I recently listened to a fascinating TED Talk about the lack of transparency in the medical field. Dr. Leana Wen shared an experience she had with her mother when facing a financially-driven treatment promotion for her cancer recovery. Her mother wanted to know why she was steered toward one course of drugs over another. She was able to trace the decision back to the lucrative relationships with certain pharmaceutical companies and specific doctors. Out of a concern for the promotion of health over profit, Dr. Leana Wen founded the organization Who’s My Doctor? The organization works to unmask the financially secured power relationships responsible for the promotion of specific medical recommendations and prescriptions.
This talk started me thinking about transparency in more general terms, outside the medical field—the transparency we have with each other and the option of acting on it on a day-to-day basis.
I have often been told that I am brave, pragmatic, and bold when it comes to sharing my thoughts and questions. I think my approach comes from a foundation of self-awareness, trust and respect for myself and others rather than an internalization of expectations, assumptions and judgment. When I am clear and honest with myself about my intentions, I find it easy to be honest with those around me.
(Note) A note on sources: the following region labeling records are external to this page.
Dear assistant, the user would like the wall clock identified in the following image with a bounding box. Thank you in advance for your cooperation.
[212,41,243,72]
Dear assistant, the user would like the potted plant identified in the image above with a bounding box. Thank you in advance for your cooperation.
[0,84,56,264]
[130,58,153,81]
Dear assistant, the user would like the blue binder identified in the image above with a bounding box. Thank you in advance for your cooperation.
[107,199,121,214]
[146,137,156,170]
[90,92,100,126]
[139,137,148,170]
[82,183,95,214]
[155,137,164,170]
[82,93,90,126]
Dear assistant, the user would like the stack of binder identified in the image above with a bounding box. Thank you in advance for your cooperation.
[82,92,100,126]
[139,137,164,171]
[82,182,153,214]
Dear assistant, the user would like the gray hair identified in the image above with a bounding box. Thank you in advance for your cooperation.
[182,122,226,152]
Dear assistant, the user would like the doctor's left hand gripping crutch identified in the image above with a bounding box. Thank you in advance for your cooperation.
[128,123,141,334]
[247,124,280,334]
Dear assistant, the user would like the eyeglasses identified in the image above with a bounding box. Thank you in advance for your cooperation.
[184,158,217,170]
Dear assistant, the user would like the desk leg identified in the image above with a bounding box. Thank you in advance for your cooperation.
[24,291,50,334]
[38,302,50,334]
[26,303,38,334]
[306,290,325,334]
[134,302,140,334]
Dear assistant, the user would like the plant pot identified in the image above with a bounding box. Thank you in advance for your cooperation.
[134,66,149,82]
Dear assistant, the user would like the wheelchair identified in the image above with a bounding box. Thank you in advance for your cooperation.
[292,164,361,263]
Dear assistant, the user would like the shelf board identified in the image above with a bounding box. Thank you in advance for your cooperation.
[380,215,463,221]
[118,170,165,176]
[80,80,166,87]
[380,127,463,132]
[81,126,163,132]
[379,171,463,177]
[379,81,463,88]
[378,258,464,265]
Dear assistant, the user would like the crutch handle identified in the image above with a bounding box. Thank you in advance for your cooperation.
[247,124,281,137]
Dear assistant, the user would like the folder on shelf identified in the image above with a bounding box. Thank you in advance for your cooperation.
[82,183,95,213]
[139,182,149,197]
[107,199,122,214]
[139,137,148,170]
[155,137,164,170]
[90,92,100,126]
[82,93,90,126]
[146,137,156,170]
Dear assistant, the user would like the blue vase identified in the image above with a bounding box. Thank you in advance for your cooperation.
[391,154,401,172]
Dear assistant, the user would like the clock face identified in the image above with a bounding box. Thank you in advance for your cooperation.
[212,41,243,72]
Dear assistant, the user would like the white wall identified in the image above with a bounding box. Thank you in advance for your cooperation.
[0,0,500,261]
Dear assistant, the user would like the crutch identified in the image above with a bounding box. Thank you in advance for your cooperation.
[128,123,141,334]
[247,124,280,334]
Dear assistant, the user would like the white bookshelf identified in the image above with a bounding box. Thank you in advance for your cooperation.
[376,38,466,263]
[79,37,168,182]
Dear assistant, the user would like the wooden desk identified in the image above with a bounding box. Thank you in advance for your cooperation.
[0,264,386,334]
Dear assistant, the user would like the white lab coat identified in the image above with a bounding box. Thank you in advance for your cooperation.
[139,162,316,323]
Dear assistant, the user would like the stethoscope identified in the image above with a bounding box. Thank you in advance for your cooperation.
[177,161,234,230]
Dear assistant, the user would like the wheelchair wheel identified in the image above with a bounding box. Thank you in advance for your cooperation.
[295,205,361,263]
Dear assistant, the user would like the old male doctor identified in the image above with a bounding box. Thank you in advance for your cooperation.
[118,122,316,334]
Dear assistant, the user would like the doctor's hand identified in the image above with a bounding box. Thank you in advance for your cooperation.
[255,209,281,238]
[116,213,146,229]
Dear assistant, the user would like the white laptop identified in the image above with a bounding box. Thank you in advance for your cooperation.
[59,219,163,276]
When people are transparent with me, I can decide if we add to each other’s journey or are better suited for different communities.
Ultimately, I look to take part in communities that rise together in this authenticity. Authenticity is not often comfortable, easy, or even valued in some communities. For me, when I encounter disagreement, I look to discover differences, hold space for our differences, and explore the individual historical contexts that inevitably led to such varied perspectives. I am a part of multiple communities built on difference, and in every case, the sustainability of these communities rests on the transparency and patience with respectful, honest communication.
Dr. Leana Wen’s point about building transparency and accountability into the medical profession can apply to the idea of building authenticity and care into our relationships in general. I think we can and should hold our families and loved ones to the same standards Dr. Wen asks doctors to adhere to with their patients. Let’s begin by trusting, knowing, and honoring ourselves by being transparent with each other.
I look forward to a day when being who we are cannot and will not be overshadowed by who others want us to be.
What if we all became totally transparent with each other? What do we want to know about each other? If the relationship between the patient and doctor needs transparency, why wouldn’t a relationship between family, friends, and loved ones also need it? Why does being transparent look like bravery? What are we afraid of when it comes to the judgment of others about the real us? What makes us fear transparency?